ーやむを得ず殺処分する猫にも、かなり前から配慮しているとうかがっています。

 

真柳平成22年から殺処分の方法を変え、ガスではなく1頭ずつ麻酔を注射することにしました。当時は数千頭という数で、正直に言えば個別に行うと時間がかかるのですが、1日の引き取り頭数はそれほど多いわけではありません。動物愛護団体の方と話し合いをして、私たち動物管理指導者としても思うところがあり、殺処分の方法を変えることにしたんです。府民の意識が変わり、引き取り頭数が徐々に減っていることにも後押しされたと思います。

 

ー 収容される頭数を減らすため考えている手段は?

 

真柳:まずは生まれてくる猫を減らすことです。TNR(Trap, Neuter, Returnの略で、地域猫を捕獲(トラップ)して避妊手術(ニューター)を施し、元の場所に戻す(リターン)活動)。は一つの手段ではあるけれども、われわれの調査では、地域猫にしたりエサやりの制限をしたりと管理しているところが長続きしていました。そういった取り組みを支援していくほうが効果的だと思っています。

飼い猫の室内飼育も啓発していきます。実は殺処分よりも交通事故で亡くなる猫が多く、府下で1万件ほどです。飼い猫がすべて室内飼育になればかなり減るでしょう。

犬は咬傷などの問題があると残ってしまうので、飼い主さんにしつけの啓発をしていけば、最終的には引き取り数も減っていくのではないかと考えています。

 

ー 譲渡までの手続きを教えてください。

 

真柳:まずは申請書類を提出していただき、センターで審査します。高齢の方でもご家族やご親族が後見になってくだされば譲渡可能です。犬の場合はご自宅を訪問して飼養環境を確認させていただきます。猫も同様に譲渡前調査を行うことがありますね。その次に譲渡前講習会を受けたら完了です。
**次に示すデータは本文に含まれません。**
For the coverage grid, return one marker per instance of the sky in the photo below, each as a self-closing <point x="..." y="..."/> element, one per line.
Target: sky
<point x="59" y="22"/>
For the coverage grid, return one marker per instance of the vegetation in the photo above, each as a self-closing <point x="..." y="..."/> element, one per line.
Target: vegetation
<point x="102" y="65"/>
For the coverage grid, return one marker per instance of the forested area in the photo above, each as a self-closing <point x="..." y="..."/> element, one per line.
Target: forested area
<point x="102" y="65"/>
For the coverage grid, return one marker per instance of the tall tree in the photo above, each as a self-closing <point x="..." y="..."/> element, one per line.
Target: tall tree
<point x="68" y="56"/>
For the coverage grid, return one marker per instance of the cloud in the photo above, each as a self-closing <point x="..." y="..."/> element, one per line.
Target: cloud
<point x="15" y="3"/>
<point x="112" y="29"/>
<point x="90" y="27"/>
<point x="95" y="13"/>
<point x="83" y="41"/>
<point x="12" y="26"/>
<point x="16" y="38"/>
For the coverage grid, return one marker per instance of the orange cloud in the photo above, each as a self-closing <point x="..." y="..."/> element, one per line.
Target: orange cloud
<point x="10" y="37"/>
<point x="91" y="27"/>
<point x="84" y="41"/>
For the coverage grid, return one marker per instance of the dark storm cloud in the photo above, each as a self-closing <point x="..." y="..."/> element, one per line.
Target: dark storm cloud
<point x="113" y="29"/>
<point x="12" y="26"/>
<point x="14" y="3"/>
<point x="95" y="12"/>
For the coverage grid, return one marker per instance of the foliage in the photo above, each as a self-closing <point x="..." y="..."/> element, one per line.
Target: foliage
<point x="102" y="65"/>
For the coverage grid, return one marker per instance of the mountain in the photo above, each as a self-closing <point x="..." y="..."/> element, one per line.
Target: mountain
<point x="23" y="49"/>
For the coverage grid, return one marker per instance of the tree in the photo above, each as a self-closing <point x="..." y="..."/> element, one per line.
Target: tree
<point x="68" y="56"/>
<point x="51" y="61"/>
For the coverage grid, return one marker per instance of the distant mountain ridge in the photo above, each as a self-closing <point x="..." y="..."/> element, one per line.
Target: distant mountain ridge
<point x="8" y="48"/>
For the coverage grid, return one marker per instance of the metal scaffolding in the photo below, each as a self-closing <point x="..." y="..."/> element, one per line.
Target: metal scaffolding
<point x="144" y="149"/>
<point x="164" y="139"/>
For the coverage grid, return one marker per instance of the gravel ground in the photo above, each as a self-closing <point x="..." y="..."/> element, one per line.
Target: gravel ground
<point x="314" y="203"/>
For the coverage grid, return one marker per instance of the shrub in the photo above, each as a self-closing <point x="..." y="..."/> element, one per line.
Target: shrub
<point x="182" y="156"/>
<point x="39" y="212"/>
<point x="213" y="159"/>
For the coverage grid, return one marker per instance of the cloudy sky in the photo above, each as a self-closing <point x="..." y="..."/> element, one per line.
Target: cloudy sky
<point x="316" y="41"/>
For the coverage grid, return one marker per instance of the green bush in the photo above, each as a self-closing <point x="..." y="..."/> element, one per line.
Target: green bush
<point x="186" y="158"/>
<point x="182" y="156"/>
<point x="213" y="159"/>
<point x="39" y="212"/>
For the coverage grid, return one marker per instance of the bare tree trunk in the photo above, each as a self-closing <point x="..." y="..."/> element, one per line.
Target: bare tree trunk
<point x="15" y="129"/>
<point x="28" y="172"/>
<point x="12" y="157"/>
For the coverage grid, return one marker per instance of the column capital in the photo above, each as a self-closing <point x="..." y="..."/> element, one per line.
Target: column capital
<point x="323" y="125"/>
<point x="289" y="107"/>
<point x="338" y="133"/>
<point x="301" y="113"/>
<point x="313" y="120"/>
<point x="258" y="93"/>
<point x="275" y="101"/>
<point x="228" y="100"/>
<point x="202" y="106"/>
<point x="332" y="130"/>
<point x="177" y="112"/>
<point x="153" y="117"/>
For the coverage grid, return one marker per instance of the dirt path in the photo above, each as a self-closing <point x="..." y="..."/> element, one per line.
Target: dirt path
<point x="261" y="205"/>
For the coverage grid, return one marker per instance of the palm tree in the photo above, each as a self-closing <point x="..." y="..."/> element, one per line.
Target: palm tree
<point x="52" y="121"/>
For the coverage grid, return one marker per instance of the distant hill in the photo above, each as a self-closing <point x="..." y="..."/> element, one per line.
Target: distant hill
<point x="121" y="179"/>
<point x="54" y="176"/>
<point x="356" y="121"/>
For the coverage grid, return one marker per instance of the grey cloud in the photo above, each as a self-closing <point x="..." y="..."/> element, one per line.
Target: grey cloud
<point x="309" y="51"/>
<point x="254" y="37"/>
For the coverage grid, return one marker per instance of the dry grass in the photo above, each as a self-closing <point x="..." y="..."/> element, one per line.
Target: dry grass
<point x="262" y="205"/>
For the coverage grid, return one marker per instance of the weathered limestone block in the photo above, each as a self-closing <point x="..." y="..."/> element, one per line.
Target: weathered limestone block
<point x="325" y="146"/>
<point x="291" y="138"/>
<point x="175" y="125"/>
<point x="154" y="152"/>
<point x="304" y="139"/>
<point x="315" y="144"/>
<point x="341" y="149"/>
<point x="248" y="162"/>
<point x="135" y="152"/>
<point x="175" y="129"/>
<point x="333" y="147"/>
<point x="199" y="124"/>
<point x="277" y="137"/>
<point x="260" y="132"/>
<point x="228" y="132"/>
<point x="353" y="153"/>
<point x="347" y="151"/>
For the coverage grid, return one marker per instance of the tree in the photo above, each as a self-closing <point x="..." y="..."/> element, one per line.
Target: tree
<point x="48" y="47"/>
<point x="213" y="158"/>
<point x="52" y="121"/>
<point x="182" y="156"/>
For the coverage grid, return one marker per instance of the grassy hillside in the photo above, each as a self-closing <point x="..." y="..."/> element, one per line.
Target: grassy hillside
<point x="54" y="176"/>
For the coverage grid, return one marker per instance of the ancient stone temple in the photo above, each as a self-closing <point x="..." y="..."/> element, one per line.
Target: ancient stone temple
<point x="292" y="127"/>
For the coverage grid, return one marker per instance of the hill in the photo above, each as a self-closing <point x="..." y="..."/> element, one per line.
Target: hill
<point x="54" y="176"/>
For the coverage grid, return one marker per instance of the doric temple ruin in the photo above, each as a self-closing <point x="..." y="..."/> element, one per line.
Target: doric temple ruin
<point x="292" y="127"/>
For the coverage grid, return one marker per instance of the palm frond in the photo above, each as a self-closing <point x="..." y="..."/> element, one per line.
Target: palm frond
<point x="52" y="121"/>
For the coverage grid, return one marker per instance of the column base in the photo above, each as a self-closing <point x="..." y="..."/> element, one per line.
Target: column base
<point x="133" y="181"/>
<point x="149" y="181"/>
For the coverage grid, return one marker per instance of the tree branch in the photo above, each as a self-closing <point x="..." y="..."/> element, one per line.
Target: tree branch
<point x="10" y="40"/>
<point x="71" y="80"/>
講習会後すぐに収容動物とのマッチングもできますが、気に入った動物がいたとしても、落ち着いて考えていただくためにその場では譲渡しません。もう一度来ていただいてからお譲りしています。

 

ー 飼い主さんやこれから動物を迎えようと思っている方にメッセージをお願いします。

 

真柳飼い主さんは動物の健康管理に気をつけてください。何か変化があれば、動物病院の獣医師の先生に相談しましょう。飼い主さんもこれから飼おうと思っている方も、動物に終生寄り添っていただきたいと思います。獣医師の一人として、動物病院の皆さんも飼い主さんと動物に寄り添い、親身になって支えていただけたら、と願っています。

 

私たちも動物の命を繋ぐために微力ながら尽くしていきたいと思います。本日はありがとうございました。